DeBow’s Review (Debow’s) was a widely circulated magazine of “agricultural, commercial and industrial progress and resource,” in the South. The magazine was published from 1846 to 1880. Debow’s, “recommended the best practices for wringing profits from slaves.” Debow’s was named after its first editor, James Dunwoody Brownson Debow.
Debow’s introduced knowledgeable insight like this from its May 1860 issue about a slave’s diet, “Plums are excellent for hogs, but unfit for Negroes and children for they are sure to take them, skin, seed, pulp, and all… Finally, I repeat that the food for Negroes should be cooked either by the cook for the white family, or by some other woman.”
The magazine even provided insightful fashion tips like this for slaves, “Negroes should be well clothed, and that they should have woolen outer garments-at least in the winter season, while they should be made to wear them, and not allowed to change them until the warm weather.”
What about how to deal with slaves in rainy weather? Debow’s has you covered there as well, “If Negroes could be kept constantly engaged in active labor, they might work all day in the rain without the least risk, provided that they could put on dry clothing as soon as they ceased exercising.”
Debow’s even gave its “scientifically,” approved opinion about the difference between free black citizens and enslaved ones and its opinion of the black race. The magazine dropped such gems like, “free Negroes in the North are generally considered a nuisance, as they have been in every community on earth, just proportion as the race among which they lived was industrious, elevated or virtuous….their laziness, their viciousness, their licentiousness and improvidence, have soon disgusted their best friends, and made the several communities in which they dealt, anxious to be rid of them.”
“Nearly all travelers who have visited both the Northern and Southern States of America, are agreed that the condition of the free Negro in the North is worse than that of the slave in the South.”
“The fact is, the Negroes in the North display their inherent characteristics of laziness, determined ignorance, sensuality, vice, filth, and improvidence-traits which disgust all virtuous and industrious citizens; and to charge these traits upon southern slavery, shows a total misconception of the African character, which has been improved and elevated, as we have shown, by slavery in the South.”
Last but not least, this gem that talks about slaves but can be applied to today’s modern day capitalist system, “that country is most prosperous, most enlightened, and most progressive, where the poor are worked the hardest, and for the least wages or allowance…and where labor is cheapest,and the masses hardest worked, and worst paid, the nation is richest, most prosperous and progressive.”

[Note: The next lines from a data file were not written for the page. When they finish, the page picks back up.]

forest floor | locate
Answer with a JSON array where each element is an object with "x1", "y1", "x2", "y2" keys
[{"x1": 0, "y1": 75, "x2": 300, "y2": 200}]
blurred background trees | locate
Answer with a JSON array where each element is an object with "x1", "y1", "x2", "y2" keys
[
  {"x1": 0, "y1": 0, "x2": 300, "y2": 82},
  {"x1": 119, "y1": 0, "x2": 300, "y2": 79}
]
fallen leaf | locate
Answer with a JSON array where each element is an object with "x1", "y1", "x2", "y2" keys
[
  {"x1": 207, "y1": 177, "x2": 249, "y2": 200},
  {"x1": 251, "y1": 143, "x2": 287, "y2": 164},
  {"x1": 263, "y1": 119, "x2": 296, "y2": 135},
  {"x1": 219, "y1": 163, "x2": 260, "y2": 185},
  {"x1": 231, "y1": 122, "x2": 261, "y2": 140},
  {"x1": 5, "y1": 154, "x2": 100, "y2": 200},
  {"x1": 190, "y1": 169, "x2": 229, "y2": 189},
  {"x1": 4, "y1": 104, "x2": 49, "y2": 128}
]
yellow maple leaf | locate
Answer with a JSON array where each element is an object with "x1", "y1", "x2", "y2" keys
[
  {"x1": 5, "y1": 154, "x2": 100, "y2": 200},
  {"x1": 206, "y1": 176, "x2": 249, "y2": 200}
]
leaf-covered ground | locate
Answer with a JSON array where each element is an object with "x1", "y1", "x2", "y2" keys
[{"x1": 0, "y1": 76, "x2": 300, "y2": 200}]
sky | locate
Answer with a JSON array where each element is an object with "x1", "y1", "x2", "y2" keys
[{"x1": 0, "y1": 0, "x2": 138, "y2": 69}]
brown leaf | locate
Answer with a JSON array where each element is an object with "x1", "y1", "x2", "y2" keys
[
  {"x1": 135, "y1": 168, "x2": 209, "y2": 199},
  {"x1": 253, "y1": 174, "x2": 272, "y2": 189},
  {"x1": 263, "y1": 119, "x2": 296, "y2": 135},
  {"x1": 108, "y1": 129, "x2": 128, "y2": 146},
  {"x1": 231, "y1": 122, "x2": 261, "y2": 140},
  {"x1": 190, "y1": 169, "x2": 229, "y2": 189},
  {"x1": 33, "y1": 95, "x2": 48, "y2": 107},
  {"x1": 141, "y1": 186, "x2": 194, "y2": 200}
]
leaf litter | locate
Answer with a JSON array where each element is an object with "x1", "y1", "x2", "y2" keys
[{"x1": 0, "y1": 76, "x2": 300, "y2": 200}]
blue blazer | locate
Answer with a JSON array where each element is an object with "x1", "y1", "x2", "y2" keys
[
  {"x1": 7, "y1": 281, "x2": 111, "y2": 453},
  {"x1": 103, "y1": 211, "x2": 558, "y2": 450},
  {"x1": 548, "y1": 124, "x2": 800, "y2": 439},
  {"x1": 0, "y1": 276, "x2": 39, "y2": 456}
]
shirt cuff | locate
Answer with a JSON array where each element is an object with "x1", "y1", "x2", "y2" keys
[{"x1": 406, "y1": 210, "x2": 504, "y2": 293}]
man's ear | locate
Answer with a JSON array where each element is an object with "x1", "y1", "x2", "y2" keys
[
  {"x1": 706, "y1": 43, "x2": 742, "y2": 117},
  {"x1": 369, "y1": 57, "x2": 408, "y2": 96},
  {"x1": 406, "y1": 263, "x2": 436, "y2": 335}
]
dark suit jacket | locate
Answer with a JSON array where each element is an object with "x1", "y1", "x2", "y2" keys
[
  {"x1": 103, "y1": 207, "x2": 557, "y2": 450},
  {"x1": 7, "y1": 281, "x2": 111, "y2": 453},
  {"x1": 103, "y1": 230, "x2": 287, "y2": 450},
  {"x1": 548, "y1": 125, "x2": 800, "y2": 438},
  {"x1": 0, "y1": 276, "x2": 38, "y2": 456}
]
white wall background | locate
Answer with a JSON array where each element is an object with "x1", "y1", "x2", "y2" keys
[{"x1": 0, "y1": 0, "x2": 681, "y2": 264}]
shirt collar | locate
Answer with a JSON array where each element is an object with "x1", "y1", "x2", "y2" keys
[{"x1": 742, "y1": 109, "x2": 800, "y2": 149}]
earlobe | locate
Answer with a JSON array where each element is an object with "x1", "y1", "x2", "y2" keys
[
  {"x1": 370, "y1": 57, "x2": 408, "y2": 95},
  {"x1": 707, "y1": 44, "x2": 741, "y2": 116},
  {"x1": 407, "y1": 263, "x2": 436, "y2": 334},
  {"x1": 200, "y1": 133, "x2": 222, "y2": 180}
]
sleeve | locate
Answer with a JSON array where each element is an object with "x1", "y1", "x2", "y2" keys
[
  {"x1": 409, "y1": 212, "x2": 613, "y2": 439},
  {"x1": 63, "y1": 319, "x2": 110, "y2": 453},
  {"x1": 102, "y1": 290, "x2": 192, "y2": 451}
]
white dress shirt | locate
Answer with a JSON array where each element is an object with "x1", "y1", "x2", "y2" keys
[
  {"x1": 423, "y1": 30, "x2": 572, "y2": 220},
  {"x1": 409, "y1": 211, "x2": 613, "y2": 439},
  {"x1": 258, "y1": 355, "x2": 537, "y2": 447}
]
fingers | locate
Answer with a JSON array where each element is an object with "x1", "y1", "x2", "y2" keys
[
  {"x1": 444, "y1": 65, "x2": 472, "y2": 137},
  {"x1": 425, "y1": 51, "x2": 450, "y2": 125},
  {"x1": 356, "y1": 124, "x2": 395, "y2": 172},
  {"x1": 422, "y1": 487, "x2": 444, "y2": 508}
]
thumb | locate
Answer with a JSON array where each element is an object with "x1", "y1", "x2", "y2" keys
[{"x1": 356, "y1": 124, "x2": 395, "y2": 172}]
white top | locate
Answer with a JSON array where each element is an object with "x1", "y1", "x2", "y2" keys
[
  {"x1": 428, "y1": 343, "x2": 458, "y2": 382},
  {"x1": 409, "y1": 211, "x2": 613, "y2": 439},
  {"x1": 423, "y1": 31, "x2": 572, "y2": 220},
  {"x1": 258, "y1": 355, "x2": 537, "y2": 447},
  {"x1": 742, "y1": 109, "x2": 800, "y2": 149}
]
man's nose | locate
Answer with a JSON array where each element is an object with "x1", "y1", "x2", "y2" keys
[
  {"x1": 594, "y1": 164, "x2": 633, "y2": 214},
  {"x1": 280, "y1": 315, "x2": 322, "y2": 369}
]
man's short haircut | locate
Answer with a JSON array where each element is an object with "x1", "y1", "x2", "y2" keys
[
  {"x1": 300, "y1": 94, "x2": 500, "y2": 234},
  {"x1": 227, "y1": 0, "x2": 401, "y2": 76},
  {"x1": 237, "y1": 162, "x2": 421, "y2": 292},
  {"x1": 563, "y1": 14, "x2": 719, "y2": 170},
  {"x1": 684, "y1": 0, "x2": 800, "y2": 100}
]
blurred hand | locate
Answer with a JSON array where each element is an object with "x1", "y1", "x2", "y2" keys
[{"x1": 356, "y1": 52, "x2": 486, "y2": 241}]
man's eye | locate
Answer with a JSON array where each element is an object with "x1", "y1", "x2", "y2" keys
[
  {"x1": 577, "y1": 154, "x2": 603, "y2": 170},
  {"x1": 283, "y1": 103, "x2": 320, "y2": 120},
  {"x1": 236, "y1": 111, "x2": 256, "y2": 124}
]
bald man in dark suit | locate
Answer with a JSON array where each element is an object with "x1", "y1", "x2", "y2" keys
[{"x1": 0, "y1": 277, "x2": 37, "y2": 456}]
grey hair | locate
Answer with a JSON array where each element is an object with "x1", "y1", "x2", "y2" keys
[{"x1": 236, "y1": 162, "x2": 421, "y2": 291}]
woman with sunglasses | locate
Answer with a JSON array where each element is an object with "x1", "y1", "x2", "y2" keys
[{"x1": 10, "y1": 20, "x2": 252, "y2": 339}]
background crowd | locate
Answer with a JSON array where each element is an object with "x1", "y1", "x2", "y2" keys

Debow’s also advocated to resume the African slave trade and for Southern cession as the Civil War loomed.
The mere existence of Debow’s magazine shows the many moral faults in slave owners. They viewed slaves as non-human, so they needed a guide to tell them common sense ideas like slaves need wool clothes to work in the cold, or slaves need to change to dry, warm clothes after working in the rain. The magazine then reinforced many negative stereotypes about the black population to “show” the need for slavery.
That there was a magazine that gave tips on how to maximize productivity from slaves will shock many people and it shouldn’t. As I stated earlier, there is a magazine dedicated to porta-potties in 2023. It makes sense that in the 1800s, there was a magazine that not only gave “slavery productivity” tips but also promoted slavery and negative black stereotypes.
During the Civil War (1864-1865), Debow’s was suspended but resumed operation in 1866, with a renewed focus on accepting President Andrew Johnson’s Reconstruction plan. Surprisingly, it wasn’t the end of slavery that was the demise of Debow’s. The magazine kept publishing until 1880, where it ceased due to increased publishing expenses. The magazine underwent many name changes after 1880 and was finally absorbed into the Agricultural Review and Industrial Monthly of New York in 1884.